Joe points out that he sees this with his customers, and we already see this every day in my center’s users. I run a large HPC center where we have 8,000 and 15,000 core machines and about 900 users. We are built to run big jobs, or more accurately lots of medium-sized jobs because of the dynamics of the open processor market created by backfilling job schedulers and a zeal for % utilization in the 90s. In this environment, which is also laden with all kinds of extra overhead and unfriendly security policies, anyone who can — and can afford to — run on their own gear does. This is actually a good thing from my perspective, because the dynamic is such that it tends to leave us with just the users who need the kinds of resources only a big program can provide, and those are the users that should use our resources. So every year people gather up year end money and go by 25,000 to 40,000 dollar workstations that are way more powerful than the 64 processor nCube I used to have under my desk when I first started. The don’t have to wait in line to run production jobs, don’t have to mess with weird security rule and helper applications to authenticate their credentials, and they get a much easier development environment where they don’t have to queue up to test a bug fix.

Joe also walks through a little bit of history in HPC, but his history follows disruptive trends, and his point is to arrive at a reasonable vector for the near future of HPC technology. The walk, in brief:

Twenty years ago, vector supers began to see the glimmering of a challenge from the killer supermicro’s…

Fifteen years ago, the battle was over, and supermicros had won. There were these new Pentium II systems that most in the supermicro world looked down on. I ran some tests on those, and found that the cost benefit analysis was going to favor them in the longer term. 1/3 the performance for 1/10th the price….

Ten years ago, clusters started emerging with a vengeance. …

One year ago, accelerators began their emergence in earnest.

Where does all this point?

So what I see as the up and coming generation are these personal supers. They currently offer compute power once available on small to moderate sized clusters. Back these up with a remote cluster in your machine room, or at Newservers, Amazon, Tsunamic Technologies, and you have local and remote power for your computing. The only remaining issue in the remote power is the data motion, and this is solvable if need be, with Fedex/UPS. That is, it is an eminently solvable problem, even if it is not elegant to solve.

This seems right to me. As I’ve said before I also think that eventually most of the Top500 will be hosted outside of the home organization’s datacenter. Only those for whom hosting the largest systems is part of a competitive advantage will have the will and the funding will sit next to their own machines (even if their users don’t). Those organizations for whom computing is simply a tool, and not the object of the work itself (I’m thinking of the DoD here with respect to their provision of production compute for the military R&D community, but there are certainly other great examples) will focus on providing value farther up the chain (in computational scientists for example), and leave the business of building out infrastructure and worrying about OS patches and server uptime to someone else.

Having your own power generator used to be a competitive differentiator for manufacturing plants, until the distribution of electricity became part of a national infrastructure.
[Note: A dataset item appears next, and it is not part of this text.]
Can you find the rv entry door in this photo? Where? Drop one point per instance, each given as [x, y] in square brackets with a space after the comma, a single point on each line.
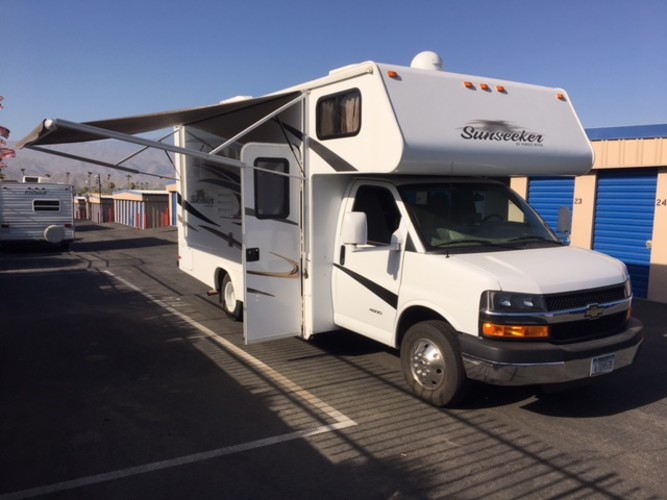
[271, 184]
Once there was choice, having your own generator became a cost that businesses had to bear, and when those costs outweighed the benefits  businesses junked or sold their generators and installed plugs connected to Edison Electric. Then the thinking moved up the value chain — they had power as a given, now they got to make sure they had the right stuff to plug into those outlets so they could  run their business better than everyone else. I think the same thing with happen with most big HPC that isn’t about research in HPC itself (the machines, the operating systems, etc.). But one shouldn’t get too excited about the pace at which this change will occur. A lot of big HPC is funded directly or indirectly by federal governments, and these guys don’t change quickly.